Mr. Van de Loo heeft het verzoek nader toegelicht aan de hand van door haar overgelegde spreekaantekeningen.
1.7.
De rechtbank heeft bij beschikking van 14 februari 2024 mr. J.R. Berkenbosch benoemd tot observator. De rechtbank heeft de uitspraak met betrekking tot het treffen van een maatwerkvoorziening bepaald op heden.

2.Het verzoek van Mercon

2.1.
Mercon heeft een verzoek tot het treffen van een maatvoorziening bij de rechtbank ingediend.
2.2.
Aan het verzoek heeft Mercon - zakelijk weergegeven - het volgende ten grondslag gelegd. Mercon is een onderdeel van een wereldwijde groep vennootschappen die opereert onder de naam “Mercon” (de Mercon Coffee Groep). De Mercon Coffee Groep is een producent en wereldwijde leverancier van koffie. De Mercon Coffee Groep verkeert in financieel zwaar weer en heeft de eerste stappen gezet in het implementeren van een ontmantelingsproces. Onderdeel van dit wereldwijde ontmantelingsproces zijn onder meer de Chapter 11 procedures die de Mercon Coffee Groep op 6 december 2023 in de Verenigde Staten is begonnen. Deze procedures zullen procedureel geconsolideerd worden behandeld. In Brazilië heeft de Mercon Coffee Groep een verzoek gedaan tot erkenning van de Chapter 11 procedures. Mercon beoogt een liquidatieakkoord voor te bereiden dat tot doel heeft wereldwijd een gecontroleerde en doelmatige afwikkeling van haar vermogen mogelijk te maken. Een gecontroleerde afwikkeling leidt tot een hogere opbrengst voor de gezamenlijke schuldeisers dan een afwikkeling in faillissement. Mercon verkeert in de situatie dat een insolventiescenario niet meer kan worden afgewend. Voor de afwikkeling van haar positie is Mercon aangewezen op de voorzieningen in het Nederlands recht, waaronder de WHOA. De WHOA procedure maakt onderdeel uit van een meeromvattende en complexe serie procedures in verschillende landen.

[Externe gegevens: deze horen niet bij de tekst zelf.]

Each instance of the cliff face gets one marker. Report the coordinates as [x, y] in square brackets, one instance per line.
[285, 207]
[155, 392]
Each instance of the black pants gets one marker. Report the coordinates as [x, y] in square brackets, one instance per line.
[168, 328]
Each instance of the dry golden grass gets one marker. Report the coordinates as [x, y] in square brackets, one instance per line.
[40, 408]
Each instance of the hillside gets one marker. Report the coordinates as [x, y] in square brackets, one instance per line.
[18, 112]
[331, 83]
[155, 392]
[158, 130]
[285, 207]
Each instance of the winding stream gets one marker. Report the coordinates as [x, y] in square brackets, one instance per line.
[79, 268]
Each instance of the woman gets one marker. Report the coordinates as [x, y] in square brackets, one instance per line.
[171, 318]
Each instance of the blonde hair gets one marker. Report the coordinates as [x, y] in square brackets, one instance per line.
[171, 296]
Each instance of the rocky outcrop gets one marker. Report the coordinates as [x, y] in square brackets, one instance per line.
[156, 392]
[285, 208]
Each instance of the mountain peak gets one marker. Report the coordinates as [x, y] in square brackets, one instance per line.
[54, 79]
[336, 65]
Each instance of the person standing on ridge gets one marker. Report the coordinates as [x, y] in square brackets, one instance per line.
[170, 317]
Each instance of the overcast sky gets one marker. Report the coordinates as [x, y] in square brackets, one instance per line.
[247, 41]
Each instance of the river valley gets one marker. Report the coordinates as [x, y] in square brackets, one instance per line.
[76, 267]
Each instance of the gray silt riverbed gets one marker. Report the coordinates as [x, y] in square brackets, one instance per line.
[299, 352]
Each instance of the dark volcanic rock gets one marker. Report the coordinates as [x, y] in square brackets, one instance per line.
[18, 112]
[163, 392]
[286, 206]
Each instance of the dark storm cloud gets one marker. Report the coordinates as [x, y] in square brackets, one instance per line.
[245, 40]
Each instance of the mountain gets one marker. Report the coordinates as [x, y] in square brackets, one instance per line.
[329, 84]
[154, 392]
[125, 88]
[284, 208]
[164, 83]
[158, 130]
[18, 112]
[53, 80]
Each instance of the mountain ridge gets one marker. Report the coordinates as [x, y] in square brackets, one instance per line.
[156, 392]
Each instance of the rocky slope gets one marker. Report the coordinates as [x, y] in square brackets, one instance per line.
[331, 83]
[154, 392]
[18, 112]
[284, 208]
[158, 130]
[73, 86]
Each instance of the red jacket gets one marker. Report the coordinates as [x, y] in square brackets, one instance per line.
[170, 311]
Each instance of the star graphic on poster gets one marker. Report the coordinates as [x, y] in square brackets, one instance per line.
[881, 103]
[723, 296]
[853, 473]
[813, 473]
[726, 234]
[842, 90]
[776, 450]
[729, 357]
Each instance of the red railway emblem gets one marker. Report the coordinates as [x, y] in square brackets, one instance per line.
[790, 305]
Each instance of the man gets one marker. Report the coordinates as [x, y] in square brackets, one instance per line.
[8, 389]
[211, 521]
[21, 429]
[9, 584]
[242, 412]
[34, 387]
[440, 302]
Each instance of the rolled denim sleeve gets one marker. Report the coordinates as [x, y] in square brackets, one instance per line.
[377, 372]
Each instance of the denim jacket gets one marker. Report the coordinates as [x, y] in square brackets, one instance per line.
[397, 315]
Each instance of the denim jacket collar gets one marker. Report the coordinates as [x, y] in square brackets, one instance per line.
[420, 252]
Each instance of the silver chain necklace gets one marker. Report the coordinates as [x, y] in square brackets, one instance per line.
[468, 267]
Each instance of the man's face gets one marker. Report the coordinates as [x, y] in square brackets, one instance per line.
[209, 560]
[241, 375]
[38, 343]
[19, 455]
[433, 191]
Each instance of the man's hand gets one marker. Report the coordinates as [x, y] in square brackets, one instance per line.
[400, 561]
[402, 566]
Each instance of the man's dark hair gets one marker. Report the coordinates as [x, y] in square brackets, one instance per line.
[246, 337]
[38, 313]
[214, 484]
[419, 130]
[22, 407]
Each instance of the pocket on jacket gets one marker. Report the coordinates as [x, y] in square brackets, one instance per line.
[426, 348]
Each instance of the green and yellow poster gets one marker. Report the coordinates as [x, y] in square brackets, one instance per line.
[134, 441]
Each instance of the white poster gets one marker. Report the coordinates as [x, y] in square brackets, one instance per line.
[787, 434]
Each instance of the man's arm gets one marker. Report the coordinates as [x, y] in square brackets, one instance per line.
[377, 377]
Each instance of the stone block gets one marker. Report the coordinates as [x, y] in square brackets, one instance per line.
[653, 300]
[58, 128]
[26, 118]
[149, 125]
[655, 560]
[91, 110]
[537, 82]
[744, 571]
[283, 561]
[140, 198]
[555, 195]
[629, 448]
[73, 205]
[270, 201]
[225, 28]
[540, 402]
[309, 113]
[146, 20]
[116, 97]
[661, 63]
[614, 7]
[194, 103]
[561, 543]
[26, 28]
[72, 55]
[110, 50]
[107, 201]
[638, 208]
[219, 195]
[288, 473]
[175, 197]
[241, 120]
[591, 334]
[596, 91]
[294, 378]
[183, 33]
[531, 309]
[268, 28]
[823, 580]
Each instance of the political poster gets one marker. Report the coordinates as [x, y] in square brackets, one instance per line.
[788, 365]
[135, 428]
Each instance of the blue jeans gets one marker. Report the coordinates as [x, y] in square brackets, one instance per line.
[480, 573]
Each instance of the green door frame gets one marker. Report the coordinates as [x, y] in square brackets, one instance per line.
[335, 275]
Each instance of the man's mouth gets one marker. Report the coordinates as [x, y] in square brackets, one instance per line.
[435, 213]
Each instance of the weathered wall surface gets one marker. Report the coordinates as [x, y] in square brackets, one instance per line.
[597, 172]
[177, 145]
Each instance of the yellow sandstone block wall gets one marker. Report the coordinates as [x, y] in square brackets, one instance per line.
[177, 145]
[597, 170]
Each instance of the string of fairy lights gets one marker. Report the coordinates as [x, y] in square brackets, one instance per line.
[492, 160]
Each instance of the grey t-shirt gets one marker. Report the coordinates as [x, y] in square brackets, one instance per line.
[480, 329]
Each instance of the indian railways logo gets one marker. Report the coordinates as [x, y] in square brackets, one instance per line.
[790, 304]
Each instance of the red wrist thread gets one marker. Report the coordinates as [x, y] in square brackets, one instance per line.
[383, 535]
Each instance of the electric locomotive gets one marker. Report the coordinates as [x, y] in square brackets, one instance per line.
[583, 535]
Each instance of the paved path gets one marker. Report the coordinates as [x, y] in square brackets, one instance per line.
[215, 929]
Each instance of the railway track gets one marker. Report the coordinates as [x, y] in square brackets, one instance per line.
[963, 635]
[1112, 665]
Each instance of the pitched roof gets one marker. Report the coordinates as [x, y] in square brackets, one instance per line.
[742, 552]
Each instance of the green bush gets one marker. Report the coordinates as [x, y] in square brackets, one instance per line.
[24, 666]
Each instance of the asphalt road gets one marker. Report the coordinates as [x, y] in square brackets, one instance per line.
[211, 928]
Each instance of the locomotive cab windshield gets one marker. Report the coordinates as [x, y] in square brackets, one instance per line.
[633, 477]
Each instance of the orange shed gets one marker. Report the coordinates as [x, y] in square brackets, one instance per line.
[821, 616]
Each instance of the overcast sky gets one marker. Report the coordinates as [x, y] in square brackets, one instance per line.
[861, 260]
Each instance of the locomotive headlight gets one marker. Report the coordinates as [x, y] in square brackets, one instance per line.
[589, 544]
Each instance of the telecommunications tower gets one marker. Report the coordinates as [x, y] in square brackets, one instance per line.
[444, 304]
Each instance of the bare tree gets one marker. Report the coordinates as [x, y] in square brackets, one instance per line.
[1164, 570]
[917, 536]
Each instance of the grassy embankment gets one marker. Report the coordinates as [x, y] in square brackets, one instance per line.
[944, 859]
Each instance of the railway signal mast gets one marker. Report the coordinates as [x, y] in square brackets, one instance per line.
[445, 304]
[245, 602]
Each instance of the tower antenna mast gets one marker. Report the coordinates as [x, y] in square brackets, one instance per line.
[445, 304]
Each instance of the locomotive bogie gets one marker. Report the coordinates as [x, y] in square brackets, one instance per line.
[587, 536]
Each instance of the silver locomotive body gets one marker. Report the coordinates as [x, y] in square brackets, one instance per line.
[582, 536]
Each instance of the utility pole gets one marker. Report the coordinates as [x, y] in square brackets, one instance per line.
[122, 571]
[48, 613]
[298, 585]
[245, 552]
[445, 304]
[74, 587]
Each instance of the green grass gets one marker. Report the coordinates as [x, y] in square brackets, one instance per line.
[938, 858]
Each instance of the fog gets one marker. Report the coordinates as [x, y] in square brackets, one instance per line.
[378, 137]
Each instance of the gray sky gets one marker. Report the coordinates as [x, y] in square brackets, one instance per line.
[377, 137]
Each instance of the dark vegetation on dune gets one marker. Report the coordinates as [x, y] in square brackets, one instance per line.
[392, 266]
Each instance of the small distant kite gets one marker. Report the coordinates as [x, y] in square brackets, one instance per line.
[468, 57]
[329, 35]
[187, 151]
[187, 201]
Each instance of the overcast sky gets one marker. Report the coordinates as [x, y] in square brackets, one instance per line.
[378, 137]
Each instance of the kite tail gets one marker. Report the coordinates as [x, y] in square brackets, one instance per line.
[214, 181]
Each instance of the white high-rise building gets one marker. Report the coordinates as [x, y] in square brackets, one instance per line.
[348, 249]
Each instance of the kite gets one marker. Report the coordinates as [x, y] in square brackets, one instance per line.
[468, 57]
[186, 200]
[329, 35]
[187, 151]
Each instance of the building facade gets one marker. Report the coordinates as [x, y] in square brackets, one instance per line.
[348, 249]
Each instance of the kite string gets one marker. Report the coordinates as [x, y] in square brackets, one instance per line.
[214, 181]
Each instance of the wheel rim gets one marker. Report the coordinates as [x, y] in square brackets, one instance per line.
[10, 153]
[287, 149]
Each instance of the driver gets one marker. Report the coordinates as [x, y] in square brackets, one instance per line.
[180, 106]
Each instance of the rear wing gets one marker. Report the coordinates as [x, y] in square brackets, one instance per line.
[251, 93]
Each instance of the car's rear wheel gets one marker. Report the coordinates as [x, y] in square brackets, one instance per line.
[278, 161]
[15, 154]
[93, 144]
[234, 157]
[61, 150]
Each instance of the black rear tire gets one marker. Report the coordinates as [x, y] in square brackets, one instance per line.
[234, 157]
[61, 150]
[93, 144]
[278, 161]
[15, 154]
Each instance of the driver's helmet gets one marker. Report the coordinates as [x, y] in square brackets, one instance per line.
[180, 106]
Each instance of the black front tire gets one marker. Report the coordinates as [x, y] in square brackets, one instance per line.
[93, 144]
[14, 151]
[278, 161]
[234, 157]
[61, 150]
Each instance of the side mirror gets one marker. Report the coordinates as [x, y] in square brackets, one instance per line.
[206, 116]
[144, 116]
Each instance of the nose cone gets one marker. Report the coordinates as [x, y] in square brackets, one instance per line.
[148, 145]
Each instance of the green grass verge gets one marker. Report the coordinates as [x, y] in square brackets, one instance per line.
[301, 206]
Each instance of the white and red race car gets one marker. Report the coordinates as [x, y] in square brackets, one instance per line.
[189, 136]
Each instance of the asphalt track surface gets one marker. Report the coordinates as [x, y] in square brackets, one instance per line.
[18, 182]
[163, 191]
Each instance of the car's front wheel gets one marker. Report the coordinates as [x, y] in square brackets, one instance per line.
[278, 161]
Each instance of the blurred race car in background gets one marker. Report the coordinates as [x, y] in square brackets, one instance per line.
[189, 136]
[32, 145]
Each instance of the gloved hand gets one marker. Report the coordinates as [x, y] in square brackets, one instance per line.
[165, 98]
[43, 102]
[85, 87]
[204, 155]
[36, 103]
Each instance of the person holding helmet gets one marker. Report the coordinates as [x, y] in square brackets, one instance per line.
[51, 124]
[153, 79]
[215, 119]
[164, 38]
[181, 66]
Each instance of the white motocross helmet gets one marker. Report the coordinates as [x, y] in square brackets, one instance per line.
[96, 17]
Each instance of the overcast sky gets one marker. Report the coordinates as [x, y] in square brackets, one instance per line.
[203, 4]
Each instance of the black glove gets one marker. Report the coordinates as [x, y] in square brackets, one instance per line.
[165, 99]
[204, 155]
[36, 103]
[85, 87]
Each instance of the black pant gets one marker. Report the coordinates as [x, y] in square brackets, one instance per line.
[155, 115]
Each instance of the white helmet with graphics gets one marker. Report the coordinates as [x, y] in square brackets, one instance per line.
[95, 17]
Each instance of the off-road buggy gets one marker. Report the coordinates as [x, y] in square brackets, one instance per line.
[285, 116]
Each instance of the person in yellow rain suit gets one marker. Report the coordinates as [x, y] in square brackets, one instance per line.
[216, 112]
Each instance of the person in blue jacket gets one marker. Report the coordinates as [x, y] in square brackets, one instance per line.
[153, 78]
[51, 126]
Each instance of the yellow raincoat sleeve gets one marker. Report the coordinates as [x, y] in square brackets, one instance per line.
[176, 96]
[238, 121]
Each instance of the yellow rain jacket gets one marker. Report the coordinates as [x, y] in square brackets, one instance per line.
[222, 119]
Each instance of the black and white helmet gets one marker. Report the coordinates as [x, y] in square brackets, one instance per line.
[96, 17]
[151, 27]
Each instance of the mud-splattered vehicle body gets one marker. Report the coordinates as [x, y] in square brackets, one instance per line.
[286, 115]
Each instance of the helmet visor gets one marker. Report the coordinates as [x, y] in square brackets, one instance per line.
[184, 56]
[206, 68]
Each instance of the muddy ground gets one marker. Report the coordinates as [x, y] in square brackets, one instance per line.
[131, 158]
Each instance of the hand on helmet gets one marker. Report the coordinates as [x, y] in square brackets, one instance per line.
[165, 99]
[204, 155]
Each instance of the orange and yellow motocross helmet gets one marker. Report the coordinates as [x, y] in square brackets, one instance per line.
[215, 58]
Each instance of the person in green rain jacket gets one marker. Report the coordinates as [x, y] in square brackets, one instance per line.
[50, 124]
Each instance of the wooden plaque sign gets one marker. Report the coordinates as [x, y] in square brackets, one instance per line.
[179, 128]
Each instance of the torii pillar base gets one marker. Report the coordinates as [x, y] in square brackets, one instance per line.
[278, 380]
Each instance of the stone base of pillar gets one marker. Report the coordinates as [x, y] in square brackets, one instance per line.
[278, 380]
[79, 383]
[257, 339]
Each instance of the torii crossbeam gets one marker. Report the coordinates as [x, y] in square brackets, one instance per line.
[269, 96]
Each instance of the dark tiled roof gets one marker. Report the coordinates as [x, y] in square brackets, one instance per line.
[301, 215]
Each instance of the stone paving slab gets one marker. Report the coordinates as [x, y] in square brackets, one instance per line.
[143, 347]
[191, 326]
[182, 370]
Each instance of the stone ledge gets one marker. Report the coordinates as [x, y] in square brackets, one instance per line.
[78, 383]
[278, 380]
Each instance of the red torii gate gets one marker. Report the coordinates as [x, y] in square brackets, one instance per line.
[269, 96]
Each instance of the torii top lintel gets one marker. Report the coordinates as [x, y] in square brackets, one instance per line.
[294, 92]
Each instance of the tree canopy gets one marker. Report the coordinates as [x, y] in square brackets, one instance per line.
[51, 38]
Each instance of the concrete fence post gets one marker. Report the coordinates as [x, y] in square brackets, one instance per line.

Mercon tracht onder meer door middel van een Chapter 11 procedure en de WHOA procedure haar vermogen op een gecontroleerde en doelmatige manier af te wikkelen teneinde meer opbrengst te genereren voor de gezamenlijke schuldeisers. De samenloop van de Chapter 11 procedure en de WHOA procedure vereist afstemming. Deze parallelle procedures zien op dezelfde schuldenaar, dezelfde schuldenlast en dezelfde schuldeisers. Tussen
de insolventiewetgeving van de betrokken jurisdicties bestaan echter grote materieel- en
procesrechtelijke verschillen. In dat kader zijn de “Guidelines for Communication and Cooperation between Courts in Cross-Border Insolvency Matters” (de JIN Guidelines)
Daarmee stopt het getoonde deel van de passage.